Kläger Frank Reitemeyer gibt sich dennoch nicht geschlagen. Zur Stunde prüft er gemeinsam mit seiner Rechtsanwältin die nächsten juristischen Schritte. Wegen der grundsätzlichen Bedeutung des Falles hat das Oberverwaltungsgericht Berlin-Brandenburg die Revision beim Bundesverwaltungsgericht in Leipzig zugelassen.

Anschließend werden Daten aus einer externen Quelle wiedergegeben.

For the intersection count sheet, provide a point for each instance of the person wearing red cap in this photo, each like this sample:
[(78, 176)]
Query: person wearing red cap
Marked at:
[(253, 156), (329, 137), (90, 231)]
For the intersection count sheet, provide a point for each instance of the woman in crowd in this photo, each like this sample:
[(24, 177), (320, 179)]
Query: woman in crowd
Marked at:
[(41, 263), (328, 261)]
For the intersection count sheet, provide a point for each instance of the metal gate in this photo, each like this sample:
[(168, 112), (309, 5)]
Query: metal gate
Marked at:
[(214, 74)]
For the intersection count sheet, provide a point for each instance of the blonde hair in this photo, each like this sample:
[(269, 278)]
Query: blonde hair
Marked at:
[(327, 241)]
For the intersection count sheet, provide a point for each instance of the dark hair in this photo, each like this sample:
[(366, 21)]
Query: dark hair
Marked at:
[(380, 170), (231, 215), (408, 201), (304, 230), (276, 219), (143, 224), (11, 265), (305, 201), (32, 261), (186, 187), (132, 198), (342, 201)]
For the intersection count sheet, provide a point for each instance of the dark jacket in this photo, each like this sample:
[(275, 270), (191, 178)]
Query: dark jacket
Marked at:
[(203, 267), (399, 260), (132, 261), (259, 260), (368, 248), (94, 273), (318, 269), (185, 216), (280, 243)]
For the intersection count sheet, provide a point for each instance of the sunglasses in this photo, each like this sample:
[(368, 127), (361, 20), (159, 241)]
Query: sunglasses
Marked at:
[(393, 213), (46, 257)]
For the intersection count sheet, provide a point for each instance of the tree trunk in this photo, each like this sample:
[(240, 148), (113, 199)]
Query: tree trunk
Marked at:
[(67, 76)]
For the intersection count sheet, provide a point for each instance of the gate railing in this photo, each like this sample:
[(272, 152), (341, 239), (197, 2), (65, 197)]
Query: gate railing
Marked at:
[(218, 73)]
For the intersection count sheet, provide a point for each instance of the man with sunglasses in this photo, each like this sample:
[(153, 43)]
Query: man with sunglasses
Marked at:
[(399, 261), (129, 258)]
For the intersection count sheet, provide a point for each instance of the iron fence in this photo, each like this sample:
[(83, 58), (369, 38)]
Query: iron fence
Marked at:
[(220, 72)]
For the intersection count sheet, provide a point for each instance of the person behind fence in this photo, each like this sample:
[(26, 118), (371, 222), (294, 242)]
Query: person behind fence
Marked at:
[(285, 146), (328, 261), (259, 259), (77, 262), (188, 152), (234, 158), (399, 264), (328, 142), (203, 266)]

+++ 2. Update – 14.11.2013, 15:30 Uhr +++

Inzwischen haben mehrere Medien das Gerichtsurteil aufgegriffen. Hier eine Übersicht:

N-TV berichtet: UFO-Studie des Bundestages bleibt geheim. Der Artikel ist von dpa übernommen. Das Rechtsmagazin Legal Tribune widmet dem Urteil einen Artikel auf seiner Seite und berichtet fälschlicherweise, ein Bundestagsabgeordneter hätte auf Grundlage des Informationsfreiheitsgesetzes Einsicht in die Unterlagen der Wissenschaftlichen Dienste gefordert. Ein Bundestagsabgeordneter, liebe Legal Tribune, braucht kein IFG, sondern er bekommt die Ausarbeitungen einfach so – genau darum ging es doch beim Prozess. „Was wird da verheimlicht?“, wundert man sich beim Berliner Kurier – ebenso wie der Journalist Henryk M. Broder in seiner Kolumne für die WELTWOCHE (nachzulesen auf seiner Seite achgut.com): „Für die Weigerung, das UFO-Dossier des Wissenschaftlichen Dienstes des Bundestages herauszurücken, kann es nur einen glaubwürdigen Grund geben: Der Bundestag ist ein UFO und seine Verwaltung besteht aus Aliens.“ Der bekanntermaßen skeptisch eingestellte Journalist Bernd Kramer berichtete für die TAZ über den Prozess – er hat den Prozess vor Ort persönlich beobachtet und eine nett zu lesende Reportage mit amüsanten humanozentrischen Einwänden fabriziert. Andreas Müller hingegen konstatiert in seinem Debütartikel für die Huffington Post: „Deutschland hat ein UFO-Problem“ und zählt neben zahlreichen Belegen für staatliche UFO-Forschung weltweit auch ein Interview mit dem ehemaligen Lufthansa-Chefpiloten Werner Utter auf, der sich seine eigenen UFO-Sichtungen bis zu seinem Tode nicht erklären konnte.

Auch der Bundesbeauftragte für den Datenschutz und die Informationsfreiheit, Peter Schaar, hat von der Entscheidung des Oberverwaltungsgerichts Berlin-Brandenburg erfahren. Auf Twitter forderte er eine Reform des Informationsfreiheitsgesetzes: „Ein Thema für die #IFG Novelle!“. 

Ein ausführlicher Bericht über den Prozess ist für die kommende Ausgabe des ExoMagazins geplant.